Sem dúvida que Percival Farquhar é uma figura controvertida. O que não se pode negar, no entanto é que foi um visionário com o desejo de estabelecer, o que até hoje não foi feito, que é implantar um sistema ferroviário que abrangesse toda a América Latina. Inegável também que, para um filho de quacres que se formou em engenharia pela Universidade de Yale, naquela época ter um grande número de ferrovias no Brasil, de estradas de ferro na Rússia e minas de carvão na Europa Central, além de engenhos de açúcar em Cuba, não era uma tarefa fácil. No Brasil historiadores apontam que tornou-se o maior investidor privado do Brasil, entre 1905 e 1918, e que seu império se rivalizou com o do Conde Francisco Matarazzo e com o de Irineu Evangelista de Sousa, o Visconde de Mauá. E, sem sua ajuda financeira, Assis Chateaubriand não teria feito seu império de comunicações.
Uma acusação que lhe é feita é a de que suas empresas viviam de favores públicos, como se não fosse o modo de agir da época. Em razão dos governos serem muito intervencionistas se tornava impossível fazer grandes projetos sem sua proteção. O que não se diz é que graças a sua iniciativa surgiram inúmeros serviços públicos nas áreas de gás e iluminação, telefonia, hotelaria, madeireiras e inclusive a Vale do Rio Doce, bem como portos e ferrovias. Daí não ser de espantar que digam dele que "teve mais fome de terras do que qualquer personagem da história da América Latina desde o tempo dos incas" (palavras de seu biográfo Charles Gauld). Para quem, como ele, levantava altas somas para financiar seus projetos (dizia-se capaz de financiar qualquer coisa) é evidente que também foi muito hábil na autopromoção de sua imagem, sempre se esforçando para aparecer na imprensa como sendo um exemplo de capitalista norte-americano altamente bem sucedido, um ícone do empreendedorismo, o que não podia deixar de lhe render alguns admiradores na mesma proporção que despertava inveja e até mesmo ódio. Um estrangeiro de sucesso em países alheios, e com idéias próprias, não era para muitos o melhor dos visitantes, principalmente, com negócios rentáveis. E, como Charles A. Gauld, reconhece "O gênio de Farquhar estaria mais do lado da visão e da capacidade de levantar dinheiro para expandí-las do que da administração eficiente e da economia de custos nas suas 38 empresas."

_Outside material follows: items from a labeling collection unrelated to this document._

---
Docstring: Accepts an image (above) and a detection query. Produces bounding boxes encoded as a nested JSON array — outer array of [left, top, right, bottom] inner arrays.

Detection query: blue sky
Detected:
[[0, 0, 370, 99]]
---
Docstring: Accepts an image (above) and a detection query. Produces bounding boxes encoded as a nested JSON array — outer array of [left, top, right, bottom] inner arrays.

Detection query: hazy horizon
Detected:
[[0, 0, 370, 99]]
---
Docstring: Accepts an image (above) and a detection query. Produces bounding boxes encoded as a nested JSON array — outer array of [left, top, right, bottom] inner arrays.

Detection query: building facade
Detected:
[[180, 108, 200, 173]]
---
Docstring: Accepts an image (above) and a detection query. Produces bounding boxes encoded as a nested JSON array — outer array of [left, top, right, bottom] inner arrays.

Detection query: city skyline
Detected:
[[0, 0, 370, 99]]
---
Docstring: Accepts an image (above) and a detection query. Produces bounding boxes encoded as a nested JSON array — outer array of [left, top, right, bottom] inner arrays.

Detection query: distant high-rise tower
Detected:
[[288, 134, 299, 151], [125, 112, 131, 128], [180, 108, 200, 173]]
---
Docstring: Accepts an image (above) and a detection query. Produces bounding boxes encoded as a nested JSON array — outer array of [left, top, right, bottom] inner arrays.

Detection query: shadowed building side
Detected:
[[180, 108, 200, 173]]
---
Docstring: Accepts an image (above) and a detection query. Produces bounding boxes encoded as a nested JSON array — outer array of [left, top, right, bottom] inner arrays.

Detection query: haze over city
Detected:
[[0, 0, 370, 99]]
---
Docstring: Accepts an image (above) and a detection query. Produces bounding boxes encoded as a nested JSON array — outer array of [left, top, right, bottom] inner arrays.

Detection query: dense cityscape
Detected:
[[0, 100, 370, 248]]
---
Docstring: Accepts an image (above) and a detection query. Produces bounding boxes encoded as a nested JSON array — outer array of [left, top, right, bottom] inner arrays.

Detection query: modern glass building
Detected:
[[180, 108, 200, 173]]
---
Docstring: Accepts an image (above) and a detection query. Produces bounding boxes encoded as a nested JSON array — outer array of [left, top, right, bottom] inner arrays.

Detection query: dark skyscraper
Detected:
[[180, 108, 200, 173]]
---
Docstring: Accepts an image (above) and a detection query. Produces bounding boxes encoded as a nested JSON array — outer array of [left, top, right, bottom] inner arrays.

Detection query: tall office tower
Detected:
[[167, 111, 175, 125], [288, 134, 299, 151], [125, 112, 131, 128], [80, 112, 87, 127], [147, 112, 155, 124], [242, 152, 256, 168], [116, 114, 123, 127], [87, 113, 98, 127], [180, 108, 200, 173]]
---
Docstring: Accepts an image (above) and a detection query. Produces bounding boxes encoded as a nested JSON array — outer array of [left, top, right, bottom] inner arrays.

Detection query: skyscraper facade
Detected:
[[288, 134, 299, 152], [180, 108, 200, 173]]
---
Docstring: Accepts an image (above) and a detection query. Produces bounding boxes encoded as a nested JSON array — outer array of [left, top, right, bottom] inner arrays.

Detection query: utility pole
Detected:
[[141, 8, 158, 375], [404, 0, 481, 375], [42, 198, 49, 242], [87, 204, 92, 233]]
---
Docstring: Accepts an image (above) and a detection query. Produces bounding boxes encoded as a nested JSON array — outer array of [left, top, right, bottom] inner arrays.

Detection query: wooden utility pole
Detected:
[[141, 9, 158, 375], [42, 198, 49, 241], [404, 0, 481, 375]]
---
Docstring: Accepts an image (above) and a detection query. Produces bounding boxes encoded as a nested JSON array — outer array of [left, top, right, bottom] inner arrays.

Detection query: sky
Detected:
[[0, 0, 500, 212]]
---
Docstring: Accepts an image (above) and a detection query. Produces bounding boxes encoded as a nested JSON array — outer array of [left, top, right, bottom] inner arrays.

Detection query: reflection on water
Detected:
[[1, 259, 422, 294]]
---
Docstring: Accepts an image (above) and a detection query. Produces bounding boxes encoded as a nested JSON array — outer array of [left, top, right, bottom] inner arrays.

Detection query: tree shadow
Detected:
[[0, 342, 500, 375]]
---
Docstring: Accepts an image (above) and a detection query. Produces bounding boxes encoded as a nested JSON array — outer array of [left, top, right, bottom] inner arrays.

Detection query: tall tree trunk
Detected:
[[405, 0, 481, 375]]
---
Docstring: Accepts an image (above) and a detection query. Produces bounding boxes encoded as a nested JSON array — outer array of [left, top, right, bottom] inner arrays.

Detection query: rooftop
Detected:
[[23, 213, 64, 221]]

Sua chegada ao Brasil se deve ao distrato com o Bolivian Syndicate e ao compromisso assumido pelo governo brasileiro de construir a Estrada de Ferro Madeira-Mamoré, considerado “um empreendimento obscuro e assombroso, anárquico e absurdo”. Muitos alegam as mortes e os danos ambientais como seu legado, porém, julgam o passado com os olhos do presente. Percival Farquhar é uma figura polêmica, mas, sua grandeza se reflete em que sem seu empreendedorismo Porto Velho não existiria e, sem dúvida, o Brasil de hoje demoraria muito mais a ter os contornos modernos que já possui. Se foi um pirata, como diziam, foi um pirata com visão construtiva. Sua marca de empreendedor permanece muito além de sua vida.